No trabalho de Lilian Gassen, caixa I – uma caixa de um metro quadrado de base por dois metros de altura, que possui em uma das faces uma máscara com o formato do rosto humano, e vazada nos seus supostos olhos, de tal modo que permite ao observador que ele olho e para o interior da caixa – há três elementos centrais: a caixa, o olho e o elemento mediador entre estes, a máscara. O observador é convidado a por o rosto na máscara e olhar. Quando ele faz isso, depara com dois olhos que o olham de dentro da caixa. Isso frustra a sua expectativa de ver o interior da caixa. Quero fazer breves observações sobre estes três elementos.

 

Caixa 1
Lilian Gassen. Caixa I, performance, MDF, tinta PVA e cera de abelha, 200cm x 100cm x 100cm,1999.

 

A caixa é um prisma construído de modo exato. Não há detalhes ou adereços, apenas traços retos e limpos, a encarnação de princípios estéticos absolutamente exatos.

A máscara é a própria mediação entre o olho e a caixa.

O olho não é um signo facilmente dominável. É possível que Lilian não consiga dominar seu significado, assim como é provável que ela não o queira. Uma ampla gama de associações psicológicas e respostas subjetivas pode ser sugerida pela presença do olho. A sua ocorrência como um constituinte do trabalho introduz neste uma dimensão psicológica irredutível. Aqui, conteúdo puramente estético do trabalho é inseparável do seu conteúdo psicológico.

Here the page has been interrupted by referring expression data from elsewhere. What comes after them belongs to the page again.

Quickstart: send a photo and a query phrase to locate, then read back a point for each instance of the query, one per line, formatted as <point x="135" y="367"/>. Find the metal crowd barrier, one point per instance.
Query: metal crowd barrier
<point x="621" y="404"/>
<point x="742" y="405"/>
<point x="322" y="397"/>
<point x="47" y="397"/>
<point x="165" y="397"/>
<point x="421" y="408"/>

O trabalho de Lilian pode ser posto em analogia a idéia do panótipo de Jeremy Bentham. A alma do olho é a visão e o homem sempre sonhou com a visão absoluta. O panótipo de Bentham seria a realização de um tipo olho que tudo vê, legislador e investigador. O monótipo de Lilian é um instrumento para ver para dentro. Se o panótipo é observatório do todo, o monótipo é um observatório de uma única visão. No panótipo o indivíduo torna-se ele próprio um olho absoluto; no monótipo, o indivíduo acaba por ver apenas o olho. O que se revela não é o mundo, mas a intimidade.

O monótipo comenta com ironia algo sobre o modo como pessoas e intimidade se configuram no mundo contemporâneo. A caixa é um análogo da moradia. O olho que se esconde em seu interior é a intimidade revelada e observadora do mundo exterior. Entendemos a máscara quando nos lembramos da palavra grega que a traduz: persona. A máscara expressa o lugar da personalidade. Esta se situa entre a caixa, o exterior opaco, limpo, geométrico e o olho, a intimidade e o desejo de olhar para fora, de tomar contato. A caixa protege a intimidade, mas cobra a esta o preço do aprisionamento. Entretanto, o comentário que o monótipo faz da situação humana se faz acompanhar de uma tentativa de solução: a máscara é invertida. Ou seja, ela se mostra já como um convite àquele que habita o exterior para que se aproxime e olhe. Assim, a máscara do monótipo subverte a função da máscara – esconder a intimidade – e torna-se um instrumento de reconhecimento.